To further investigate whether the overlap in the text encoding process might impact the results, we performed the same analysis as in the current study using Stable Diffusion v2.0 trained with OpenCLIP (trained on LAION-5B) instead of CLIP (trained on MS COCO, which is the source of NSD stimuli) as the text encoder. As a result, there were no changes in quantitative evaluations (identification accuracy = 74.3 ± 1.7% / 74.5 ± 2.7% [Original/New] when using Inception v3. There were no differences in other quantitative measures using CLIP and AlexNet).

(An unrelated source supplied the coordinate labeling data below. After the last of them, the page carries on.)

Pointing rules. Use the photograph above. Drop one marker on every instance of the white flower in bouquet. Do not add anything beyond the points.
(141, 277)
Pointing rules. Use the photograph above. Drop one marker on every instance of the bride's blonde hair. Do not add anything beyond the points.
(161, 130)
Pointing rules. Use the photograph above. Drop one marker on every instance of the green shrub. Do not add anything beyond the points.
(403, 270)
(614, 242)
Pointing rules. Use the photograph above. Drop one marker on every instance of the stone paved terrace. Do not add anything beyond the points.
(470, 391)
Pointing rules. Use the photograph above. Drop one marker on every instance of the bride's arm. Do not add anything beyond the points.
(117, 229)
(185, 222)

These results indicate that potential image leakage between Stable Diffusion and NSD didn’t affect our conclusions. The method, image list, and results of the investigation of the overlap between NSD and LAION-5B are available at this URL.

(*) Note that among 35 example images shown in the paper, 3 were included in LAION-5B (Figure 3, line 1 [identical to Sup Fig. B4, column 2, line 7 and Sup Fig. B5, column 1, line 4]; Figure 4, line 3; and Sup. Fig. B4, column 2, line 8).

Q: Where can I find Supplementary Material?

A: Supplementary materials are available at the top right of the bioRxiv page (URL). A non-preprint version will be available on IEEE Xplore by the time of the CVPR.

Q: Can I analyse NSD myself using your methods?

A: Yes, the code is publicly available.

Q: Do you have a table with specific values for the quantitative evaluation (identification accuracy)?

A: Please download from here. Note that, the identification accuracy is calculated using the average of the PSMs of the 5 generated images for each corresponding test image (please see Supplementary Material).